The Microsoft Security Response Center's [published servicing criteria](/blog/windows-security-boundaries-the-document-that-decides-what-g/) define a security boundary as one that "provides a logical separation between the code and data of security domains with different levels of trust" [@msrc-criteria]. The MSRC servicing-criteria page enumerates which Windows boundaries qualify under that definition. Through the Vista-through-Windows-10 era (2007-2024), UAC was explicitly classified as a security *feature*, not a boundary, in the enumeration table on that page. The enumeration is rendered client-side (in JavaScript) and not visible through static fetches; the canonical confirmation for the classification is the Russinovich February 2007 sentence above, repeated and re-affirmed in Microsoft public statements throughout the period [@russinovich-blog-2007].

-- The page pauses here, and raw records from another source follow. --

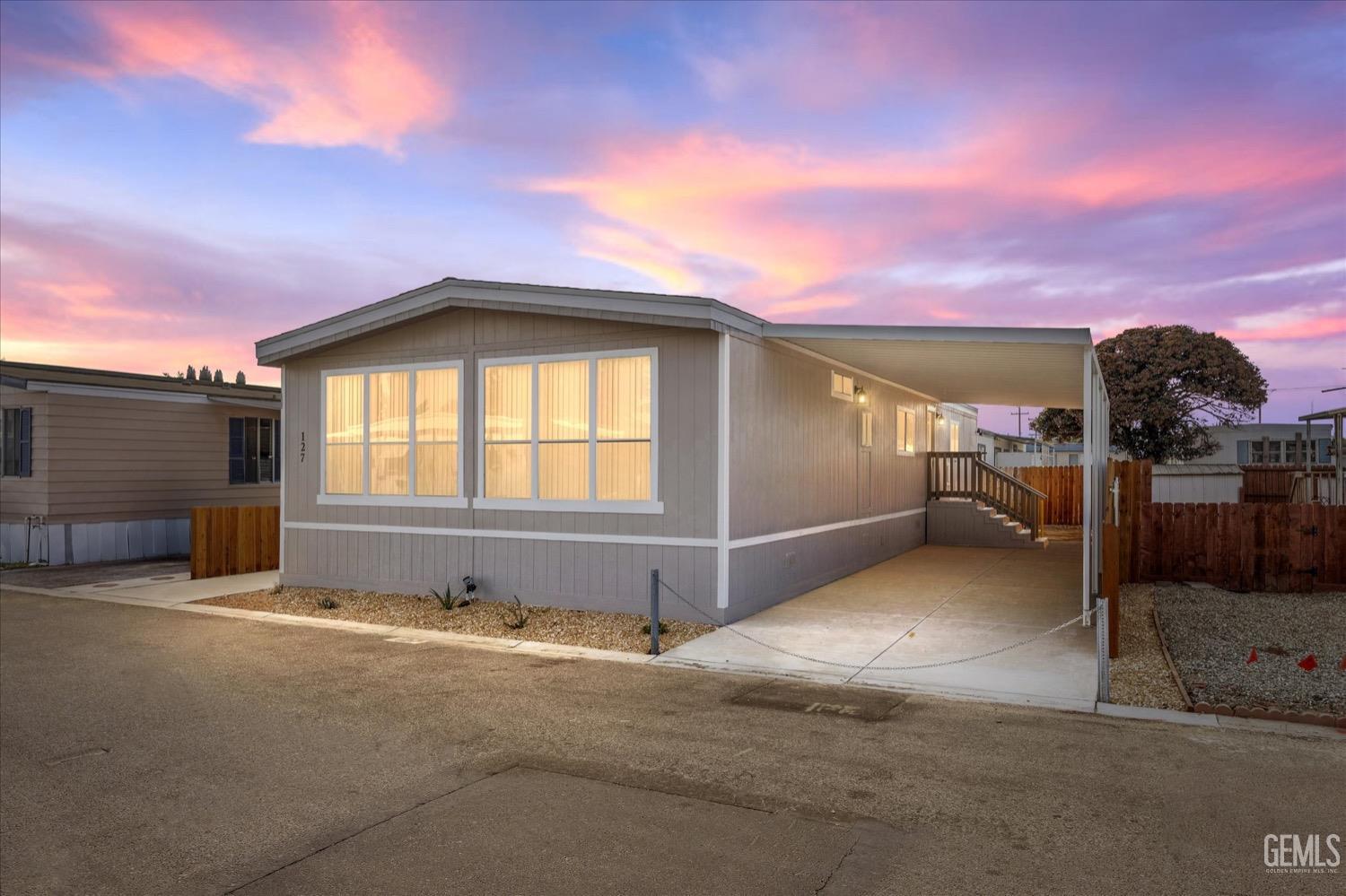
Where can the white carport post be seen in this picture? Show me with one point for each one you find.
(1097, 438)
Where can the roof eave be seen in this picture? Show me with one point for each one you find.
(694, 309)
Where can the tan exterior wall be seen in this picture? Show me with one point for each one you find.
(361, 546)
(27, 495)
(796, 462)
(118, 459)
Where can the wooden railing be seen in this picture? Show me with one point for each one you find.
(963, 474)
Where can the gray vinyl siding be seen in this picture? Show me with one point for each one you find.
(22, 497)
(597, 575)
(796, 463)
(120, 459)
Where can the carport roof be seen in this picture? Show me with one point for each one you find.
(1038, 366)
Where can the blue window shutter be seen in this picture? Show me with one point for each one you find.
(26, 441)
(237, 470)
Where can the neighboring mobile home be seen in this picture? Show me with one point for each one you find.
(560, 443)
(107, 465)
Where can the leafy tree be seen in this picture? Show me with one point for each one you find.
(1166, 385)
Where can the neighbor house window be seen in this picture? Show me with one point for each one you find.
(843, 387)
(906, 431)
(390, 435)
(570, 432)
(253, 447)
(16, 449)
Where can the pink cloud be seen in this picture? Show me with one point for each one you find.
(355, 85)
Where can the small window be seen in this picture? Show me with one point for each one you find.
(843, 387)
(253, 449)
(906, 431)
(18, 441)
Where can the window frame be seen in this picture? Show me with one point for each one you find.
(590, 505)
(409, 500)
(906, 431)
(274, 425)
(22, 449)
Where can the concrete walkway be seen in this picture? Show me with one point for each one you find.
(931, 605)
(164, 589)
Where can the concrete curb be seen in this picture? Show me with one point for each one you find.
(1211, 720)
(544, 648)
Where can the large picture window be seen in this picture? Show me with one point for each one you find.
(570, 432)
(392, 435)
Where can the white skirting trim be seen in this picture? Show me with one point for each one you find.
(816, 530)
(662, 541)
(597, 538)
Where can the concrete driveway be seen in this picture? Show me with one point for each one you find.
(929, 605)
(151, 751)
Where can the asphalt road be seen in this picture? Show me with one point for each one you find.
(151, 751)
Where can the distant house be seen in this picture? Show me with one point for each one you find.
(1271, 444)
(993, 446)
(107, 465)
(559, 443)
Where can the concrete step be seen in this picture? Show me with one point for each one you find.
(975, 525)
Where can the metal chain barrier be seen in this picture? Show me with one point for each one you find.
(828, 662)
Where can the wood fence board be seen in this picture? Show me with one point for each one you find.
(228, 541)
(1246, 546)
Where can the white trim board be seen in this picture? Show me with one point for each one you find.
(662, 541)
(817, 530)
(721, 479)
(600, 538)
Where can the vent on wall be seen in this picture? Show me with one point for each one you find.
(843, 387)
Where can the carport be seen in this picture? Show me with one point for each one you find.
(939, 605)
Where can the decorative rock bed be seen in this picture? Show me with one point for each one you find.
(1211, 635)
(489, 618)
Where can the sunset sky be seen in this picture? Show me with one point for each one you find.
(178, 180)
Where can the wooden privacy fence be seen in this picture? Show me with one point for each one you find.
(1272, 483)
(1135, 482)
(1063, 487)
(1281, 548)
(226, 541)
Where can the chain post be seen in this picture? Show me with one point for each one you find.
(654, 613)
(1104, 659)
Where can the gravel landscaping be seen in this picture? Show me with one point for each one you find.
(1141, 674)
(1211, 634)
(486, 618)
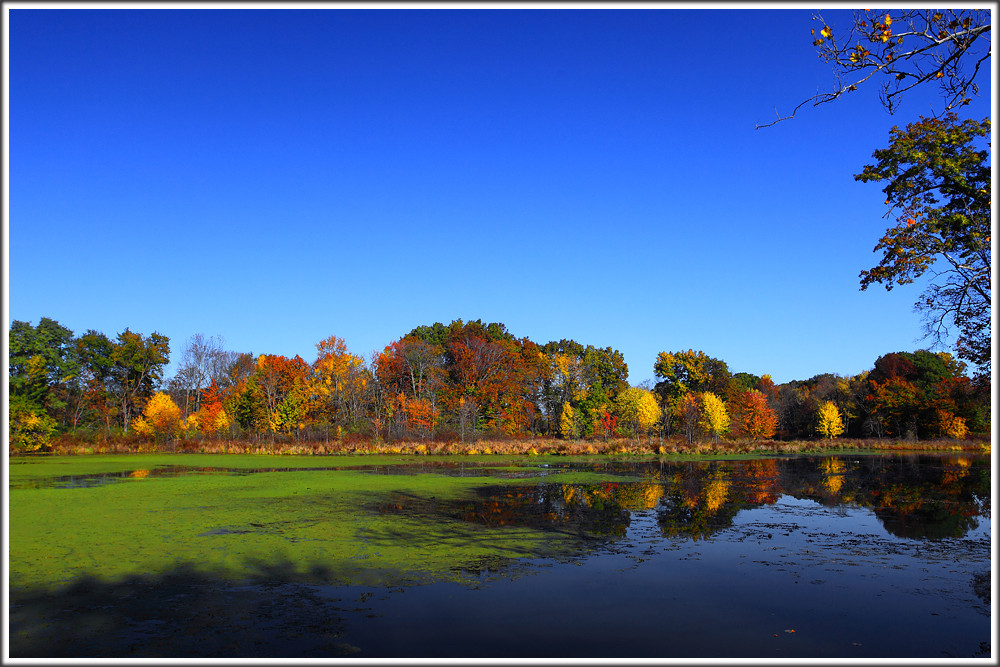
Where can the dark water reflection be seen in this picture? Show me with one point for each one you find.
(849, 557)
(920, 497)
(840, 557)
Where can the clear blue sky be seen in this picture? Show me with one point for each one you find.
(275, 177)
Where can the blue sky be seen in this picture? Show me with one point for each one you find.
(275, 177)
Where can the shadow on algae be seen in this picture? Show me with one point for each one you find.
(276, 611)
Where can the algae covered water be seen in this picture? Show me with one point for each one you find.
(855, 556)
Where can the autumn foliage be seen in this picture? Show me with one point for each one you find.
(471, 382)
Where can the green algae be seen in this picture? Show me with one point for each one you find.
(232, 515)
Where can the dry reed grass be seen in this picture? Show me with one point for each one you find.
(535, 446)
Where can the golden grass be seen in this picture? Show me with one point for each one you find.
(536, 446)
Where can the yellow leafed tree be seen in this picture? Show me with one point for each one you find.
(830, 423)
(637, 408)
(161, 417)
(567, 421)
(714, 417)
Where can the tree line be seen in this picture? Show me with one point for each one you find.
(460, 381)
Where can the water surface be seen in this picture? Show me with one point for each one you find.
(844, 557)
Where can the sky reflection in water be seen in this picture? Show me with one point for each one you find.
(860, 557)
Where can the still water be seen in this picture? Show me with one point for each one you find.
(839, 557)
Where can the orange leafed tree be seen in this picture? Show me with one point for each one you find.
(752, 416)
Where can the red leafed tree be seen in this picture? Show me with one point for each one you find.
(752, 417)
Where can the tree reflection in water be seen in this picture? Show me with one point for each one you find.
(913, 497)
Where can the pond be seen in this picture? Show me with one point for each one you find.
(853, 556)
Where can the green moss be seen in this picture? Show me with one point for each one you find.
(341, 522)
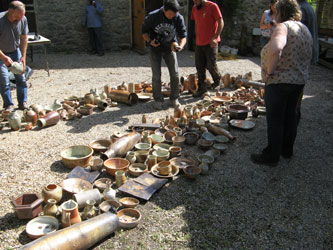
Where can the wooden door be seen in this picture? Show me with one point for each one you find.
(138, 17)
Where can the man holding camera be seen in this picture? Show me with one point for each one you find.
(208, 27)
(92, 19)
(13, 48)
(160, 30)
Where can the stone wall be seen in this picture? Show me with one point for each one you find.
(61, 21)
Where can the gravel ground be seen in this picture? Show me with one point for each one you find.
(238, 205)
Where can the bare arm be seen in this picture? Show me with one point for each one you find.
(23, 48)
(6, 59)
(213, 43)
(277, 43)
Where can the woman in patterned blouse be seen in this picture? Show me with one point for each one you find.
(285, 62)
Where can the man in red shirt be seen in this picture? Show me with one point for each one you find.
(208, 27)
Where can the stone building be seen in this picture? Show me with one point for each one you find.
(60, 21)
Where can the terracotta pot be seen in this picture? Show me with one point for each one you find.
(80, 236)
(50, 119)
(52, 191)
(51, 208)
(70, 213)
(30, 116)
(14, 120)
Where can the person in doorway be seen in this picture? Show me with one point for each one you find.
(285, 63)
(208, 27)
(268, 23)
(92, 19)
(13, 47)
(161, 30)
(309, 18)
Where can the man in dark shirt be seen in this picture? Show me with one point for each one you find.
(160, 30)
(13, 47)
(92, 19)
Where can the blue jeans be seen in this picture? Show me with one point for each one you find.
(95, 40)
(170, 60)
(21, 84)
(281, 100)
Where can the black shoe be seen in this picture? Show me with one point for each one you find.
(287, 155)
(23, 106)
(263, 160)
(200, 93)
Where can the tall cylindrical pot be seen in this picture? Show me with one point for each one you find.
(52, 191)
(80, 236)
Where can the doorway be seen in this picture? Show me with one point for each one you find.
(140, 8)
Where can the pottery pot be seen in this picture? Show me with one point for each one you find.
(30, 116)
(51, 208)
(81, 198)
(14, 120)
(89, 211)
(70, 213)
(120, 178)
(52, 191)
(50, 119)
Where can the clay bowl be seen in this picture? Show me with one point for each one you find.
(238, 111)
(168, 136)
(160, 131)
(221, 139)
(221, 99)
(101, 183)
(137, 169)
(208, 136)
(129, 202)
(114, 164)
(100, 145)
(156, 138)
(206, 113)
(191, 138)
(96, 164)
(79, 155)
(178, 140)
(162, 146)
(41, 226)
(181, 162)
(192, 172)
(164, 168)
(205, 144)
(141, 155)
(220, 146)
(204, 158)
(175, 151)
(213, 152)
(105, 206)
(129, 218)
(142, 146)
(75, 185)
(162, 155)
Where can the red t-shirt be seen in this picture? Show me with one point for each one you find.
(206, 22)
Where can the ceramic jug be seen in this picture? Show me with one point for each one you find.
(89, 211)
(70, 213)
(130, 156)
(14, 120)
(109, 193)
(120, 178)
(30, 116)
(52, 191)
(50, 119)
(51, 208)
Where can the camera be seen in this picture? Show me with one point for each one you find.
(161, 37)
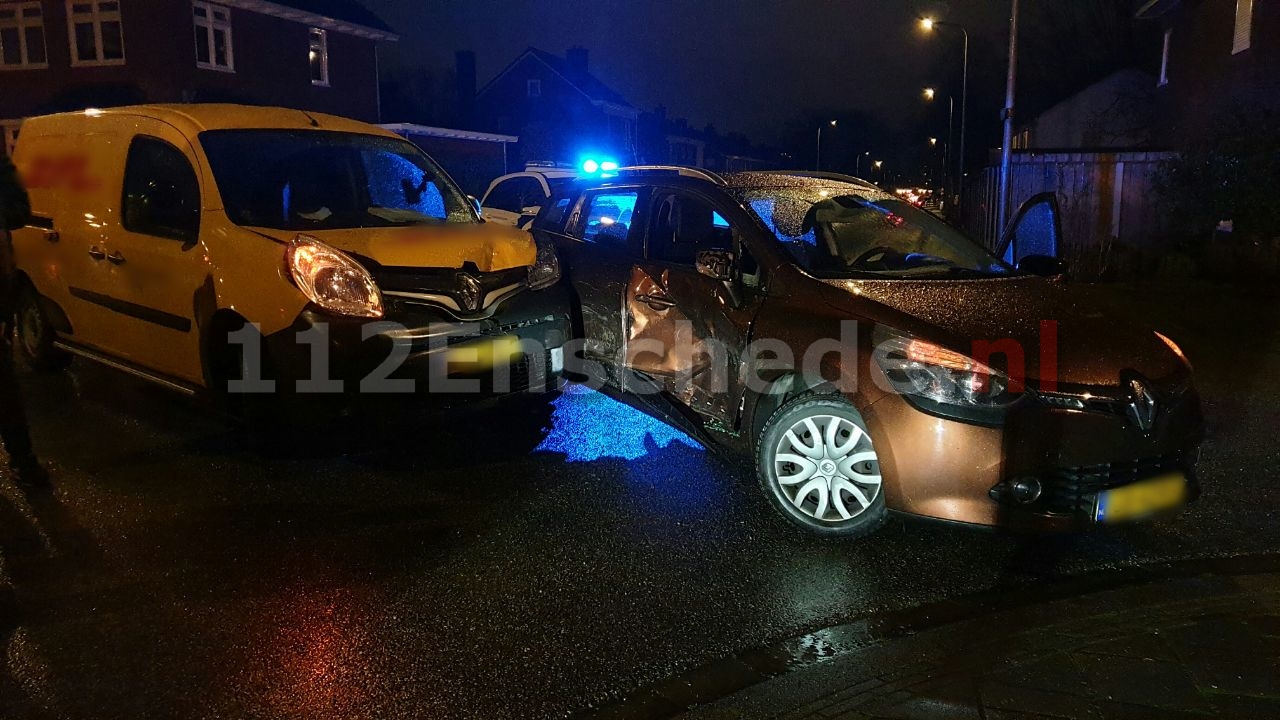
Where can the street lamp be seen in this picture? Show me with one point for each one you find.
(817, 162)
(928, 24)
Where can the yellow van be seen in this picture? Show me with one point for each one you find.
(163, 235)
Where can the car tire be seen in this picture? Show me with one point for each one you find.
(818, 468)
(35, 332)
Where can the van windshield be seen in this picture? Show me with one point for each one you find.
(845, 229)
(320, 181)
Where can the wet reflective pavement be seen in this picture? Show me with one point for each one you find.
(540, 564)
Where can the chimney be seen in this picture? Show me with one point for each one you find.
(465, 62)
(576, 58)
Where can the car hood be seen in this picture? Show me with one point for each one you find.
(1096, 343)
(487, 245)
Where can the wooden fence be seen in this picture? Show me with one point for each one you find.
(1110, 213)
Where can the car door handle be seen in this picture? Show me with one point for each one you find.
(657, 301)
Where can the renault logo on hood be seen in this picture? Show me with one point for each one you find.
(1142, 405)
(469, 291)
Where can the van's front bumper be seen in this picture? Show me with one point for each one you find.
(949, 469)
(419, 349)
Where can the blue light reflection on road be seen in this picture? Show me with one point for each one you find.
(588, 425)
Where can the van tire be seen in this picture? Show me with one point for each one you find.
(837, 478)
(35, 332)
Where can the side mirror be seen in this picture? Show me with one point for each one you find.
(714, 264)
(1042, 265)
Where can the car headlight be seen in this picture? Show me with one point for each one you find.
(332, 279)
(545, 270)
(944, 381)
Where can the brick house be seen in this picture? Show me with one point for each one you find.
(60, 55)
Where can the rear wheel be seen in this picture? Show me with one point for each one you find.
(818, 468)
(36, 332)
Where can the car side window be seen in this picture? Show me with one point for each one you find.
(682, 224)
(607, 218)
(161, 194)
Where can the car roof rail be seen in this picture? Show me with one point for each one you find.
(634, 171)
(823, 174)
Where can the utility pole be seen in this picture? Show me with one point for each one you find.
(1008, 145)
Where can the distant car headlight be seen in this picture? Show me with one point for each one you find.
(944, 381)
(545, 270)
(1176, 350)
(332, 279)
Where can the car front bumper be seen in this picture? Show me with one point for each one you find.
(423, 350)
(954, 470)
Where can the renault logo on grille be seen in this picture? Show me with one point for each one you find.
(469, 291)
(1142, 405)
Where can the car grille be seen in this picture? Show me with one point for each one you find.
(1072, 490)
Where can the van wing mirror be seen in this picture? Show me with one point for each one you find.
(716, 264)
(1036, 229)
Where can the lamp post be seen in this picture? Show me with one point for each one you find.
(928, 24)
(817, 162)
(1008, 145)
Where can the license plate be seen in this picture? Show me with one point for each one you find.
(481, 355)
(1142, 499)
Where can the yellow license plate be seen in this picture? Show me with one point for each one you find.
(481, 355)
(1141, 499)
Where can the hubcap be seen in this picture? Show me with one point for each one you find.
(827, 469)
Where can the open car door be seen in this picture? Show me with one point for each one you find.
(1036, 232)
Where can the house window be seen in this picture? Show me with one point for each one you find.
(22, 36)
(214, 49)
(1243, 26)
(97, 37)
(1164, 58)
(319, 57)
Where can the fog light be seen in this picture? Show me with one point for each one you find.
(1023, 491)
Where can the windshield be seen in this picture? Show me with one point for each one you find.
(845, 229)
(319, 181)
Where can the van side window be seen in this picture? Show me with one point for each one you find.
(161, 194)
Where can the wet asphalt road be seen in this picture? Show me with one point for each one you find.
(448, 569)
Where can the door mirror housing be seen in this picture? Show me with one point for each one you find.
(1037, 229)
(716, 264)
(1042, 265)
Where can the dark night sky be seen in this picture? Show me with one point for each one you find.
(748, 67)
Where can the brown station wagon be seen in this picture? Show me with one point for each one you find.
(872, 358)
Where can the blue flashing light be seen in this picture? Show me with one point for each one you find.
(588, 425)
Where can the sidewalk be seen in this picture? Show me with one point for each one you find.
(1201, 646)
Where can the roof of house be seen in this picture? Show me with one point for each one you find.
(343, 16)
(584, 82)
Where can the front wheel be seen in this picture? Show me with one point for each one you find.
(36, 333)
(818, 468)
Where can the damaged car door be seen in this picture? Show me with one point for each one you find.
(689, 306)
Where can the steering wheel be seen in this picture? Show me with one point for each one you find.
(880, 251)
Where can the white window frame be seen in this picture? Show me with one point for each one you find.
(22, 24)
(324, 54)
(208, 24)
(97, 17)
(1243, 33)
(1164, 58)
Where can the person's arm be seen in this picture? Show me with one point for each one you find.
(14, 204)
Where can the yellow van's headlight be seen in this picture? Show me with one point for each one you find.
(332, 279)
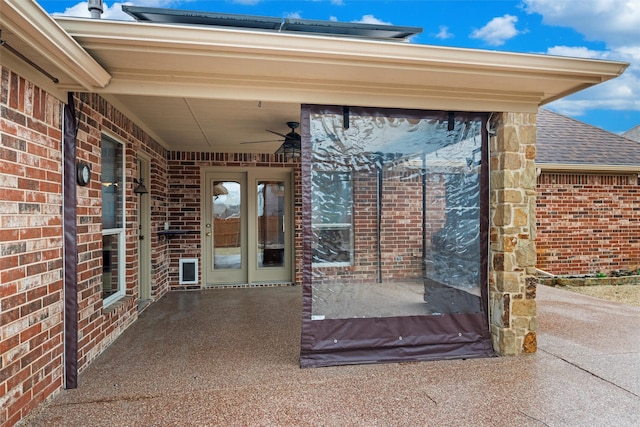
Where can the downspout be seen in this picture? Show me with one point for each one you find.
(70, 245)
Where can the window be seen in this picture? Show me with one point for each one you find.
(112, 220)
(332, 218)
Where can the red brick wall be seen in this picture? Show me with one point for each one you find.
(401, 246)
(587, 223)
(99, 326)
(31, 342)
(184, 169)
(31, 280)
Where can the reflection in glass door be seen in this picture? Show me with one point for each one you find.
(227, 229)
(271, 223)
(245, 227)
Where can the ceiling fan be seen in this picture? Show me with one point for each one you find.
(290, 146)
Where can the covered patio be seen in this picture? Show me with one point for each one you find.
(230, 357)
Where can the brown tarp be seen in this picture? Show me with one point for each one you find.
(458, 332)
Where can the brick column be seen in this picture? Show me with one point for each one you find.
(512, 258)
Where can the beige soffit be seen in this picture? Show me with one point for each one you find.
(32, 32)
(583, 168)
(221, 63)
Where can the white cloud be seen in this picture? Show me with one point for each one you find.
(498, 30)
(577, 52)
(614, 22)
(370, 19)
(294, 15)
(444, 33)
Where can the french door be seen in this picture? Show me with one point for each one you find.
(247, 222)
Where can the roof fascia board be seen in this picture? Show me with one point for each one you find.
(124, 34)
(584, 168)
(25, 70)
(308, 92)
(27, 20)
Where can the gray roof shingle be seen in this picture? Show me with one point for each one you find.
(563, 140)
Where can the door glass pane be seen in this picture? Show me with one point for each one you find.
(271, 223)
(110, 265)
(112, 180)
(227, 230)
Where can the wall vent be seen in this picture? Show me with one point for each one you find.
(189, 271)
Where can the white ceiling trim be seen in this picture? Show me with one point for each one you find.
(219, 63)
(26, 20)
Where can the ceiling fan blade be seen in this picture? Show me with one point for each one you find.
(277, 133)
(260, 142)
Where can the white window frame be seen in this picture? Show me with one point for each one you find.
(119, 232)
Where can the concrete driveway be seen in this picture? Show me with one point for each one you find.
(230, 358)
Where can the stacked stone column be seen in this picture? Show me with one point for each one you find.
(512, 258)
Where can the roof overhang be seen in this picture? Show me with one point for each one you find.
(222, 63)
(28, 29)
(207, 88)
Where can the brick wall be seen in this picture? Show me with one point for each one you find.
(31, 242)
(587, 223)
(99, 326)
(401, 230)
(31, 306)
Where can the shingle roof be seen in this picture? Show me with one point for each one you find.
(563, 140)
(633, 133)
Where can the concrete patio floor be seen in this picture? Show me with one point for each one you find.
(230, 358)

Forshaw's January 2026 Project Zero post on Administrator Protection reads the doctrine clearly in retrospect: "due to the way it was designed, it was quickly apparent it didn't represent a hard security boundary, and Microsoft downgraded it to a security feature" [@forshaw-adminprot-jan26]. The "downgraded" framing is exact. UAC was *promoted* to a security feature, *not* a security boundary, from the moment it shipped. The reclassification in November 2024 was a *re-promotion* with new architecture, not a fix to the old architecture.
> **Note:** The twenty-year UAC bypass-research record is empirical confirmation, not counterargument, of the architect's 2007 disclaimer. Microsoft did not fix the bypasses as security vulnerabilities because Russinovich had already said in writing that there was nothing to "fix": the consent prompt was a convenience, not a boundary. The bypass record is the proof that the disclaimer was honest from week one.
For the Windows administrator who has watched the bypass-research industry produce a new fileless bypass every six to twelve months, the reframing is the load-bearing aha of the entire article. The bypasses are not bugs Microsoft has failed to fix. They are the empirical map of the access-control versus information-flow gap that any access-control primitive runs into in a backward-compatible OS. The empirical record from 2009 forward (Davidson, Nelson, hfiref0x, Forshaw) is the cumulative confirmation that the disclaimer was honest.
If MIC, UIPI, and the split-token model are sound primitives, and the bypasses do not violate Microsoft's own classification of them, what are the actual theoretical limits of integrity-level systems? What can MIC and UIPI never do, by design?
## 8. Theoretical Limits: What MIC and UIPI Cannot Do, by Design
The 2007 disclaimer was not just an admission of weakness. It was an accurate statement of the theoretical limits of any access-control primitive in a backward-compatible operating system. The bypass-research industry of 2009 to 2026 has empirically traced out those limits one technique at a time, and a careful reading of the theory tells us why the trace looks the way it does.
### Biba 1977 and the three rules
The integrity model MIC implements comes from Kenneth J. Biba's 1977 MITRE technical report MTR-3153 [@biba-wiki]. Biba's model is the integrity-side mirror of the better-known Bell-LaPadula confidentiality model [@blp-wiki]: where Bell-LaPadula's "no read up" prevents confidentiality leaks, Biba's "no write up" prevents integrity contamination. The Biba model defines three rules.
- **Simple Integrity Property** (*no read down*): a subject at integrity level $I_s$ cannot read an object at integrity level $I_o < I_s$. A High-IL subject cannot read Low-IL data, because Low-IL data may have been written by an untrusted source and might contaminate the subject's state.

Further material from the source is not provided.